L’analisi della capacità di udire può aiutarci a capire se un uomo di Neanderthal sapesse anche parlare? Il paleoantropologo spagnolo Ignacio Martínez pensa di sì. E per vent’anni ha tentato di dimostrarlo.

I risultati della ricerca ventennale sono stati recentemente pubblicati su Nature Ecology & Evolution. Nello studio Martínez spiega in che modo lui e i suoi colleghi siano riusciti a scoprire che l’apparato uditivo dei Neanderthal percepiva i suoni in modo simile a quello degli esseri umani moderni.

Per anni gli archeologi si sono chiesti se i Neanderthal – la specie di ominidi vissuti in un periodo compreso probabilmente tra mezzo milione e qualche decina di migliaia di anni fa – avessero un qualche tipo di linguaggio, per capire come l’essere umano abbia sviluppato la capacità di parlare con i suoi simili. Per farlo hanno tentato senza successo di ricostruire la capacità dei Neanderthal di emettere suoni e articolarli.

Fino a che a Martínez è venuta l’idea di affrontare la questione prendendola da un altro lato, cioè ricostruendo la loro capacità di udire. E questo, secondo i ricercatori, dimostra che i Neanderthal avevano un linguaggio simile al nostro.

Per il loro lavoro Martínez e gli altri ricercatori hanno usato la tomografia computerizzata (TC) per creare delle immagini tridimensionali di parti anatomiche grazie ai raggi X. Con questa tecnica hanno elaborato modelli virtuali e tridimensionali degli apparati uditivi di cinque Neanderthal, di dieci Homo sapiens e di nove ominidi antenati dei Neanderthal.

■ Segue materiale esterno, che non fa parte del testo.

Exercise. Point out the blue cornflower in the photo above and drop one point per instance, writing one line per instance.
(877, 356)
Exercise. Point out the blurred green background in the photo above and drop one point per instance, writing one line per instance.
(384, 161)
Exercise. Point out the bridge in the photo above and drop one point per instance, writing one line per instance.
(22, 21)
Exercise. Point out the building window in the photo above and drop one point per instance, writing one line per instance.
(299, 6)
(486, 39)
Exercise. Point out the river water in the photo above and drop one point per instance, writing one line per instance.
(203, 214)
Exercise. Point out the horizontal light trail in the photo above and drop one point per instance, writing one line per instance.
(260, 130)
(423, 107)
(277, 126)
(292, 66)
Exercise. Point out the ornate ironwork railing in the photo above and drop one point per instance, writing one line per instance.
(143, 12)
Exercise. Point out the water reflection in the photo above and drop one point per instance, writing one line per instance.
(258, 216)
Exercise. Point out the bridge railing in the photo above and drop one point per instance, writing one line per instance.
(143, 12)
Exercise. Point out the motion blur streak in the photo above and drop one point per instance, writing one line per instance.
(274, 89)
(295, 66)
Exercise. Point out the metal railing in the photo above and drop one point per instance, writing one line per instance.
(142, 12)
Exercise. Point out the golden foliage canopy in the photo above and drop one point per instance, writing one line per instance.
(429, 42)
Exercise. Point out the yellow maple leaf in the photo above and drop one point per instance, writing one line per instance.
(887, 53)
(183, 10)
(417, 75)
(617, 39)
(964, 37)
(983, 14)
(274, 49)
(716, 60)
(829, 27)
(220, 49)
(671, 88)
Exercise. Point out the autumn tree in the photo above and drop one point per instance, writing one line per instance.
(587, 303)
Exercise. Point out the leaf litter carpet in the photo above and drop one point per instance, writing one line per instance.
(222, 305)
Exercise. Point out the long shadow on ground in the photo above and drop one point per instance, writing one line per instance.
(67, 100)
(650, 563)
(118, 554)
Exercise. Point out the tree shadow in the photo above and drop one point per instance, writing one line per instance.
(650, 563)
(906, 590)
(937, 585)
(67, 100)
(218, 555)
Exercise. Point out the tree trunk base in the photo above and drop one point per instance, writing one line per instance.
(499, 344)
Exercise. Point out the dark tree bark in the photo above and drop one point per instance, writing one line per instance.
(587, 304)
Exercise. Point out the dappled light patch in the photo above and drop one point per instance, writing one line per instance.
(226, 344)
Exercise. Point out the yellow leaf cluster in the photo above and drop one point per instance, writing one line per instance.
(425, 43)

E hanno inserito i dati raccolti in un sistema sviluppato nel campo dell’ingegneria biomedica, basato su un software in grado di misurare la capacità di un apparato uditivo.

L’apparato uditivo degli esseri umani è molto complesso e si è evoluto in modo tale da percepire i suoni che vanno dai 15-20 hertz (Hz) fino a circa 20 kilohertz (kHz), cioè 20mila Hz. All’interno di questo campo di frequenze, definito campo di udibilità, ce ne sono alcune che percepiamo meglio di altre, quelle dei suoni emessi quando parliamo, che vanno dai 100 Hz ai 5 kHz. In particolare, percepiamo bene le frequenze tra i 3 e i 5 kHz, quelle delle consonanti, definite dai ricercatori il “punto ottimale” dell’udito.

Attraverso le misurazioni del software, i ricercatori hanno scoperto che l’apparato uditivo dei Neanderthal ha un “punto ottimale” equivalente a quello dell’Homo sapiens, e questo secondo loro dimostra che anche i Neanderthal avevano un linguaggio verbale. «L’uso delle consonanti distingue il linguaggio umano dalla comunicazione dei mammiferi, che è fatta quasi completamente da vocali», ha spiegato al New York Times Rolf Quam, paleoantropologo che ha partecipato alla ricerca. «Come grugniti, ululati e grida».

Anche se i partecipanti allo studio sostengono il contrario, alcuni ritengono che non sia davvero stata trovata una risposta alla domanda principale, cioè se i Neanderthal parlassero. Robert Berwick, linguista computazionale, dice che il “punto ottimale” dell’udito dei Neanderthal non dimostra necessariamente che avessero anche le capacità cognitive per creare un sistema linguistico simile al nostro. Secondo Berwick la forma del nostro apparato uditivo non ha un collegamento diretto con la nostra capacità di comunicare.

Secondo Quam invece i risultati dello studio sono importanti e soprattutto affidabili. «I risultati sono attendibili e dimostrano chiaramente che i Neanderthal avevano la capacità di percepire e produrre il linguaggio umano. Si tratta di uno dei pochi lavori di ricerca basati su prove fossili in corso sull’evoluzione del linguaggio, un tema antropologico notoriamente complicato».